In this chapter we have presented a thorough overview of audio and music processing environments. Although all of them have different scopes and motivations, we have presented a classification in different categories. These categories are summarized in the following list:

  1. General purpose signal processing and multimedia frameworks: software frameworks for manipulating signals or multimedia components in a generic way. The most important examples in this category are Ptolemy and ET++.
  2. Audio processing frameworks: software frameworks that offer tools and practices that are particularized to the audio domain.

    1. Analysis Oriented: Audio processing frameworks that focus on the extraction of data and descriptors from an input signal. Marsyas is the most important framework analyzed in this subcategory.
    2. Synthesis Oriented: Audio processing frameworks that focus on generating output audio from input control signals or scores. Here it is important to mention STK.
    3. General Purpose: General purpose Audio processing frameworks offer tools both for analysis and synthesis. Out of the ones presented in this subcategory both SndObj and CSL are in a similar position, having in any case some advantages and disadvantages but no being very mature.
  3. Music processing frameworks: These are software frameworks that instead of focusing on signal-level processing applications they focus more on the manipulation of symbolic data related to music. Siren is probably the most prominent example in this category.
  4. Audio and Music visual languages and applications: Some environments base most of their tools around a graphical metaphor that they offer as an interface with the end user. In this section we include important examples such as the Max family or Kyma.
  5. Music languages: In this category we present different languages that can be used to express musical information. We have excluded those having a graphical metaphor, which are already in the previous category.

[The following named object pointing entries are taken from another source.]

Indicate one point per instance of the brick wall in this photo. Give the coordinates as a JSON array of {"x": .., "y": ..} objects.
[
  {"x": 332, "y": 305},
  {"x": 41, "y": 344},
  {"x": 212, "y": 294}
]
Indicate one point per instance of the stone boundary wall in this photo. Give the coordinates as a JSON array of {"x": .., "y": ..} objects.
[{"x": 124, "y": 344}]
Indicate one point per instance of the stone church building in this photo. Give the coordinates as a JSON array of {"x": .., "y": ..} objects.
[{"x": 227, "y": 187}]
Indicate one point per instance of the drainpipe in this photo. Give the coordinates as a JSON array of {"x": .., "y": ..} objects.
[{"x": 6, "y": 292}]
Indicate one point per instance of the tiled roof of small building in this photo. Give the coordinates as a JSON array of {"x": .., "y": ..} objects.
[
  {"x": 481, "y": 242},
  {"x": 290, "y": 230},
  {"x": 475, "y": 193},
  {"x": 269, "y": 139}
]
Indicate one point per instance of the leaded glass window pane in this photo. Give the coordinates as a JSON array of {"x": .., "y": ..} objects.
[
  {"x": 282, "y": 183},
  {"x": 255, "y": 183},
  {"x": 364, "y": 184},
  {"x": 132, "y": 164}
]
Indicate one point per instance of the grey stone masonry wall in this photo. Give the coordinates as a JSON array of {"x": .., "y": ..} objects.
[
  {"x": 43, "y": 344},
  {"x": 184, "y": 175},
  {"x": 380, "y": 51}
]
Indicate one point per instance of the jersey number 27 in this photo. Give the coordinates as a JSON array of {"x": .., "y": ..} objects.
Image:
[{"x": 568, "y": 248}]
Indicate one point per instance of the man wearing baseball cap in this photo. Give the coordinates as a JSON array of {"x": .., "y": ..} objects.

    1. N-Music languages: Music-N languages base their proposal on the separation of musical information into statical information about instruments and dynamic information about the score, understanding this score as a sequence of time-ordered note events. Music-N languages are also based on the concept of unit generator. The most important language included in this section, because of its acceptance, is CSound.
    2. Score languages: These languages are simply ways of expressing information in a musical score, usually based on a textual or readable format.
As a conclusion we must observe that many different environments exist and as already commented most of them with different goals, motivations and scope. Many of these environments are the result of a single person's effort and therefore offer a very personal view on music or audio processing. Few of them can truly qualify as software frameworks as defined in section 1.3 and also very few employ software engineering methodologies or advanced programming techniques.

On the other hand, a few of them (namely Max/Pd and CSound) have been able to build a relatively important community of users that is constantly adding new features to these environments and may be seen as an added value.

The basis that we have set in our analysis of the state of the art for our particular domain will be used for both constructing our proposals and also comparing the final results. In particular, in section 3.3 we will compare our CLAM framework to many of these environments.